Como dissemos, a psicologia moderna está bem ciente e acostumada com pessoas que passaram por isso. Fosse Benny nascido em uma sociedade que goza dos benefícios da ciência e medicina contemporâneas e/ou em um núcleo familiar mais esclarecido, essa sexualidade teria sido explorada, e ele poderia ter crescido de forma mentalmente e emocionalmente mais saudável e madura. Mas essa não foi a experiência ou percepção de Bunjevac sobre o universo masculino.

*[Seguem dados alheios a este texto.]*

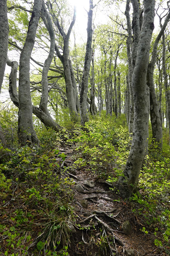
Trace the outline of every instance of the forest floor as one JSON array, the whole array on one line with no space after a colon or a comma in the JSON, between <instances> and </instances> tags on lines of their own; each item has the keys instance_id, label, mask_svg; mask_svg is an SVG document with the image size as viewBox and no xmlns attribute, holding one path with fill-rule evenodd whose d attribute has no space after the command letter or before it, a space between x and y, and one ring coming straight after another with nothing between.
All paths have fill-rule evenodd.
<instances>
[{"instance_id":1,"label":"forest floor","mask_svg":"<svg viewBox=\"0 0 170 256\"><path fill-rule=\"evenodd\" d=\"M83 135L87 141L90 133ZM95 135L98 145L100 137ZM60 143L59 140L56 144L55 136L48 131L45 142L43 136L40 148L28 146L4 151L9 157L5 163L0 163L0 255L170 255L169 223L166 220L170 210L169 183L165 180L164 187L161 183L164 182L164 175L169 178L168 167L164 165L154 174L149 166L148 172L145 171L149 183L145 187L140 185L141 198L138 195L131 200L123 199L112 190L114 185L108 179L117 174L113 156L116 155L115 145L109 145L107 156L100 154L92 134L92 142L88 143L94 146L93 159L97 153L99 156L94 163L92 158L85 162L83 157L87 159L90 155L91 146L87 149L90 154L83 153L87 148L83 144L81 151L77 137L68 143ZM114 143L119 141L116 139ZM100 141L106 145L102 139ZM98 161L101 161L99 164ZM166 161L164 164L169 166L169 159ZM159 166L164 163L156 163ZM156 183L156 179L160 183ZM90 185L86 184L87 181ZM150 188L154 182L150 198L146 194L147 186ZM159 194L154 188L162 187L164 194L163 189Z\"/></svg>"},{"instance_id":2,"label":"forest floor","mask_svg":"<svg viewBox=\"0 0 170 256\"><path fill-rule=\"evenodd\" d=\"M76 152L69 148L60 151L69 156L65 162L71 166L75 158L74 153ZM84 190L78 191L73 188L73 206L77 228L72 234L71 248L68 249L70 256L168 255L154 246L154 236L142 231L144 226L142 215L135 215L132 211L131 202L109 189L111 184L85 167L79 167L75 171L75 175L70 174L70 177L73 178L75 185L81 185ZM87 180L92 181L93 188L84 185ZM81 205L82 200L87 201L87 206ZM127 221L129 222L131 228L123 232L122 225ZM133 250L128 251L130 249Z\"/></svg>"}]
</instances>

Na Sérvia, ela conheceu um país alquebrado e desmoralizado pela guerra, onde homens tentavam recuperar sua sensação de poder e controle assediando e estuprando meninas – muitas vezes com a anuência de outras mulheres, que fazem da sua subserviência seu próprio escopo de propósito no mundo. No Canadá, ela conviveu com outro viés – o da impunidade de uma vida sob aparências, que supostamente permite aos homens manifestarem seus ímpetos sexuais obscuros, desde que feito por debaixo dos panos. De muitas formas, não é diferente da realidade em que vivemos aqui e agora, quando e onde figuras-símbolo de poder ratificam e desprezam a noção dessa cultura, estimulando os intelectualmente mais frágeis e aqueles já à beira desse tipo de fantasia psicótica de poder e controle.

Por isso, quando nos apresenta Benny, Bunjevac desenvolve um homem bastante crível: Alguém que foi tão brutalmente reprimido por esses múltiplos fatores que mente não encontrou outra maneira de sobreviver a si mesma senão criando uma fantasia conveniente na qual os ímpetos de Benny pudessem existir e serem manifestados. O problema, como dissemos, é que a fantasia, quando completamente deslocada da realidade, é bizarramente perigosa. E Benny, criado acreditando que seus impulsos “imorais” o tornavam um monstro, criou uma fantasia onde ele não era. O que, inevitalmente, fez com que ele se tornasse um no mundo real. Uma visão tragicamente niezscheana, mas – o que também é algo raro – uma interpretação, sim, aplicável.

De novo, nada justifica as ações de Benny. A dor e sofrimento que ele provocou são inalienáveis. O ponto de Bunjevac não é eximir esse homem semi-ficcional de seus crimes – inclusive o que leva a um encerramento que, embora previsível, não é de forma alguma catártico – mas abrir nossos olhos para um ponto de vista mais abrangente, de uma realidade que é menos confortável e mais cruel do que uma que pode ser explicada de forma simplista ou primária do tipo “pessoas são malignas”. A cultura do estupro é um desdobramento de algo muito mais antigo, enraizado e complexo, e que nunca será realmente sanada, em um futuro próximo ou distante, se não assimilarmos que, quando se trata dessa cultura, todos somos vítimas. Ainda que exercendo papéis distintos de um ponto de vista ético e social, o que é uma maneira abstrata e filosófica de dizer que não podemos reduzir isso binariamente a uma situação de heróis e vilões.

Aristóteles, em sua Ética, ensinava que “É inapropriado julgar ações por maldade quando elas podem ser melhor explicadas pela ignorância”. O Estagirita entendia essa simples evidência já há milênios atrás. O que não deixa de ser curioso, pois a filosofia clássica surge como um desdobramento intelectual dos antigos mitos. Como de Ártemis e Sipriotes. É a eterna busca pela interpretação correta do mundo e de nós mesmos: Entender aquilo que fica de não-dito quando se diz algo. Por isso precisamos de Bezimena. Para falar sobre o estupro e sua cultura.

E, acima de tudo, entender o que ainda não estamos dizendo sobre ela.